India Inc is expected to turn in a reasonably steady performance, with net profits for the Nifty basket seen growing in the single digits at 6–7% year-on-year, while the broader universe may do better at 9–10%. But more than the headline numbers, it is the commentary that the Street will watch closely this earnings season.
Software services firms and other export-oriented businesses are likely to have gained from the sharp depreciation of the rupee during the quarter. Automakers benefited from GST-led demand support, while metals producers rode on firm prices.
However, the disruption from the war in West Asia and the risk of it intensifying has led to a meaningful trimming of FY27 profit estimates. Some businesses are already grappling with energy shortages. The Street is now penciling in profit growth of about 7.5–8% for FY27, down sharply from the 14–15% projected before the conflict.
Auto-sector to be a bright spot
The auto sector is expected to be a bright spot. With passenger vehicles, two-wheelers and commercial vehicles all reporting double-digit volume growth during the quarter, companies should post strong revenue gains. Operating leverage and a richer product mix are likely to support margins.
Banks, in aggregate, are expected to report subdued top-line and earnings growth in the March quarter. Private sector lenders should outperform their public sector peers on revenue. Many state-owned banks have been tilting towards secured, lower-yield loans, which have weighed on margins.
Repo rate cuts and higher wholesale deposit costs have added to the pressure, although some relief may have come from the repricing of term deposits. With demand holding up—especially in rural markets–, on the back of GST cuts, manufacturers of consumer staples are estimated to post good revenue growth.
Some companies indicate double-digit sales growth
Some companies have indicated double-digit sales growth. With some help from low-cost raw material inventories, operating margins are poised to expand. Retailers too appear to have done well, again, with price-cuts from lower GST rates, helping demand. However, quick service restaurants do not appear to have fared too well during the quarter.

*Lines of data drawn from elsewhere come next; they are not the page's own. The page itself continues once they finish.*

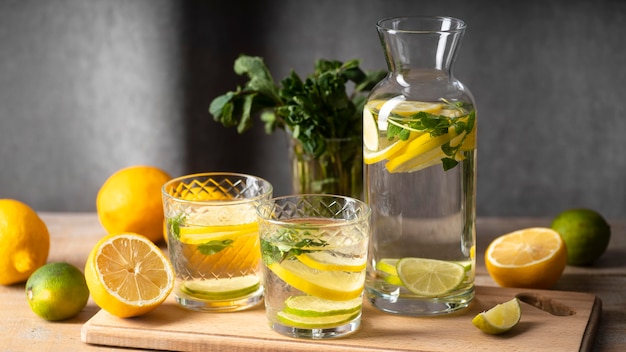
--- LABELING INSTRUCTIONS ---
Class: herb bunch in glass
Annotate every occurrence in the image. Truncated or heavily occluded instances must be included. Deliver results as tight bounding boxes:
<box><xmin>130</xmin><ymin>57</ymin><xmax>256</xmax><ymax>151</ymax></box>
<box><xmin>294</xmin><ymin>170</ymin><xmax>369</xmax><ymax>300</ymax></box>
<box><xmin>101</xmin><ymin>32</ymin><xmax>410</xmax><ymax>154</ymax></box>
<box><xmin>209</xmin><ymin>55</ymin><xmax>385</xmax><ymax>198</ymax></box>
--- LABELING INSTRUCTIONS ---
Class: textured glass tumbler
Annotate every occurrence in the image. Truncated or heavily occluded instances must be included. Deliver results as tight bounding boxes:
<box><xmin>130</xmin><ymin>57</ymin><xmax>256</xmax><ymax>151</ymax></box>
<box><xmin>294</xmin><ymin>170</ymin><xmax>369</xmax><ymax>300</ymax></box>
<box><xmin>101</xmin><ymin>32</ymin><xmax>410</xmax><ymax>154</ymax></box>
<box><xmin>257</xmin><ymin>195</ymin><xmax>370</xmax><ymax>339</ymax></box>
<box><xmin>162</xmin><ymin>172</ymin><xmax>272</xmax><ymax>312</ymax></box>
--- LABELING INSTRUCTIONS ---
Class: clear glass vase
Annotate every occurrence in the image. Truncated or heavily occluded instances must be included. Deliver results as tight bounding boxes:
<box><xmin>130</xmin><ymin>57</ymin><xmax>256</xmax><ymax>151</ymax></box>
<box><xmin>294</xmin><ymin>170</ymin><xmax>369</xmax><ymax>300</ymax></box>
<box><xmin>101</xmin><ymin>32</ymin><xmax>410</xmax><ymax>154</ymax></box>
<box><xmin>363</xmin><ymin>16</ymin><xmax>477</xmax><ymax>316</ymax></box>
<box><xmin>289</xmin><ymin>135</ymin><xmax>363</xmax><ymax>200</ymax></box>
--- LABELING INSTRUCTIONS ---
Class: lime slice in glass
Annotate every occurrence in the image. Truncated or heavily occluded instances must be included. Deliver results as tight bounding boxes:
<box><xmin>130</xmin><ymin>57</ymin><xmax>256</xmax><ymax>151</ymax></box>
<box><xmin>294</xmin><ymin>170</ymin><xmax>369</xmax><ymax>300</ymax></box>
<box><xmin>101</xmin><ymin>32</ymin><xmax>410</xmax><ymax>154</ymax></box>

For IT services firms, Q4FY26 performance is likely to be modest overall, though several companies could still deliver double-digit earnings growth aided by currency tailwinds. The weaker rupee may have boosted operating margins by 40–320 basis points. Guidance, however, could remain cautious amid geopolitical uncertainty and potential revenue deflation from GenAI-led efficiencies.

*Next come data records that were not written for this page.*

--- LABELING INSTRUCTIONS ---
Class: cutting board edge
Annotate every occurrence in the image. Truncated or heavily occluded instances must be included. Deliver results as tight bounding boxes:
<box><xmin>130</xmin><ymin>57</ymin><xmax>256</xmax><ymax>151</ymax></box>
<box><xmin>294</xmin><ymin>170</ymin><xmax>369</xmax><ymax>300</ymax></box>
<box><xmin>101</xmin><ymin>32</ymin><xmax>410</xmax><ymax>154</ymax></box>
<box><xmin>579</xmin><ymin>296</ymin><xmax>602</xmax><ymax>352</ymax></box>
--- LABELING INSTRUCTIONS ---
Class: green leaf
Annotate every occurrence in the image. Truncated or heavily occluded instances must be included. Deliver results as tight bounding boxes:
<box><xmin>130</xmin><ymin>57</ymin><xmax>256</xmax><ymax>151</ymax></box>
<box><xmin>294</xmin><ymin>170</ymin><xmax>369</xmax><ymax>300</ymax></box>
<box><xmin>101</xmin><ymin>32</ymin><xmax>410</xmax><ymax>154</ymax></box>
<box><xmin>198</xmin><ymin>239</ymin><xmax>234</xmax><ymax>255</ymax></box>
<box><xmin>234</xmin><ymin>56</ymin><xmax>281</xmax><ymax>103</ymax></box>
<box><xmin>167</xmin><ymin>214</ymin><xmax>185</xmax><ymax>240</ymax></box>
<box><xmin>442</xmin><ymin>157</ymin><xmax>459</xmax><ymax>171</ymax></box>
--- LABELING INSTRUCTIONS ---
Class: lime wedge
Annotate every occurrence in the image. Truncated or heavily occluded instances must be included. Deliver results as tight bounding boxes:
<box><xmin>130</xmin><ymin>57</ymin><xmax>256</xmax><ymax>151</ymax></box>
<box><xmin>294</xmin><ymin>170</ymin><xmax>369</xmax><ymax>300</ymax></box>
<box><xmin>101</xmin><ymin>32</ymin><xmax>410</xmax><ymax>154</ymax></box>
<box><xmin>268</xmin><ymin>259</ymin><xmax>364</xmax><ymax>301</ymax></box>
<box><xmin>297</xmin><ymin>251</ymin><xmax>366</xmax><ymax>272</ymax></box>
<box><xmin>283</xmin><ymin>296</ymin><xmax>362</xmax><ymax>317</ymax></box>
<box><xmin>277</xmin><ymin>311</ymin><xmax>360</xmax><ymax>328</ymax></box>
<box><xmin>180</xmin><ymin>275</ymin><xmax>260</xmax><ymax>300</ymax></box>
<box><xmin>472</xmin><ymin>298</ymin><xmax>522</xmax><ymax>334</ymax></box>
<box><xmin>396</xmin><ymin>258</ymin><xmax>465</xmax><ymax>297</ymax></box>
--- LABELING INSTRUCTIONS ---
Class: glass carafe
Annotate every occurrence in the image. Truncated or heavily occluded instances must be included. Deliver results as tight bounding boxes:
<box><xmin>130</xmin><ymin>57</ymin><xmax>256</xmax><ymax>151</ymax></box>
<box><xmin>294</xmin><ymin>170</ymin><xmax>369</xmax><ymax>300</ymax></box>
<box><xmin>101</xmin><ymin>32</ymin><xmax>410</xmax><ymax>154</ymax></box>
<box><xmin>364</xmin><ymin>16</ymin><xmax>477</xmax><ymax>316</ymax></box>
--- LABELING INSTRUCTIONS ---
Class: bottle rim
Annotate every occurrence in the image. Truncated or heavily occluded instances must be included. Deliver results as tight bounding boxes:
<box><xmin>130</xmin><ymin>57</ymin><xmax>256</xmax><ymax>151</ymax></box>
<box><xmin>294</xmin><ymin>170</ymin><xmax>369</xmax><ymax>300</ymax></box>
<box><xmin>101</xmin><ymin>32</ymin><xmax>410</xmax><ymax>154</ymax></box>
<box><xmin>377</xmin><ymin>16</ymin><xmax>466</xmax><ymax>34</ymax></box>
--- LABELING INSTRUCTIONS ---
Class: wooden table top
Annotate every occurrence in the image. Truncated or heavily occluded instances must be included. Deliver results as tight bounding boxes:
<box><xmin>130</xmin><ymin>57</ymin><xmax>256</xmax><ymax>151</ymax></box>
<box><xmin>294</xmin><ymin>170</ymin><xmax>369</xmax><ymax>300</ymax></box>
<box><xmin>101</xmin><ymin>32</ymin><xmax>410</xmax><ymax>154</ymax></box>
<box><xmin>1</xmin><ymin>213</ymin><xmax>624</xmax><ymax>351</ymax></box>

Metals companies are expected to report a healthy quarter, supported by firm prices across ferrous and non-ferrous segments. Domestic producers raised prices for products such as hot-rolled coils, aided by the extension of safeguard duties. Strong volumes and pricing should support revenues and margins, although higher coal costs may partly offset gains.

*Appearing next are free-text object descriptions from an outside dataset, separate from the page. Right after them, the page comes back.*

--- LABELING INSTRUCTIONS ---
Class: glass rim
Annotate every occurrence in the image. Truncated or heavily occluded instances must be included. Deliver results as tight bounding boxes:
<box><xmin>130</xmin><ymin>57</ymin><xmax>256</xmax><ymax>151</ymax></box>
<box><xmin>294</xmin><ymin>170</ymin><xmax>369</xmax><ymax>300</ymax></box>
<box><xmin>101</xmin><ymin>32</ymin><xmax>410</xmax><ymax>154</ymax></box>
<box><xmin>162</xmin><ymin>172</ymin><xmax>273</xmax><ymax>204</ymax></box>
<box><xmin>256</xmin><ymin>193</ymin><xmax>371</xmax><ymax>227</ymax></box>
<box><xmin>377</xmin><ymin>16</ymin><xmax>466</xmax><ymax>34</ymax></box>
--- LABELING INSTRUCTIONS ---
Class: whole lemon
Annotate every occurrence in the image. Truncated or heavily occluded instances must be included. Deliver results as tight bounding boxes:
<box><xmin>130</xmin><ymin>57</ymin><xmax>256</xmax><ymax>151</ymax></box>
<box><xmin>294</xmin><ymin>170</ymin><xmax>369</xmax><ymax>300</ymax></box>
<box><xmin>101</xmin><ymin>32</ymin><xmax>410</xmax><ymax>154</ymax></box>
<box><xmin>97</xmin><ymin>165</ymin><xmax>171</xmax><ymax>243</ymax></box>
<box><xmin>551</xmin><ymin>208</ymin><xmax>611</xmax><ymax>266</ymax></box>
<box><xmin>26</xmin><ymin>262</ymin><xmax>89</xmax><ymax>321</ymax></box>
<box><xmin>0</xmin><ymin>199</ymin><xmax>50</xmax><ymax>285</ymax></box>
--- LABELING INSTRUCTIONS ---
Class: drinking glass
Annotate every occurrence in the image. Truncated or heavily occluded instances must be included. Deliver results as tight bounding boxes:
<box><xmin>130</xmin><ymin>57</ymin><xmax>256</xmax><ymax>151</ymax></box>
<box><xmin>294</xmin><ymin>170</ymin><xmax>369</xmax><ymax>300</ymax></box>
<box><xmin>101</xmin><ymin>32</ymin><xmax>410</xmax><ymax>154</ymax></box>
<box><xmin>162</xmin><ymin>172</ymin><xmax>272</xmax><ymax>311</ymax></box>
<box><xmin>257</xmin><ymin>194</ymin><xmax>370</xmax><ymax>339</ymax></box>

Cement demand is estimated to have grown by 6–7% in the March quarter, with prices up 1–1.5% year-on-year. Combined with improved operating leverage, this is likely to have lifted operating profit per tonne by about ₹150 compared with the December quarter. However, rising pet coke and imported coal prices, along with higher packaging costs, could weigh on margins in the June quarter.
With a few exceptions among top drugmakers, pharma companies are expected to deliver another steady quarter, aided by currency gains. US pricing has remained stable, while domestic demand continues to be robust. Healthcare services providers should also report stable numbers, although profitability may be impacted for players that have expanded capacity with new beds.
Among capital market intermediaries, firms exposed to trading volatility — such as brokers and stock exchanges — are likely to fare better than those dependent on market levels, including asset management companies, registrars and transfer agents, and wealth managers. AMC profitability, in particular, may come under pressure due to mark-to-market losses, even as inflows remain stable.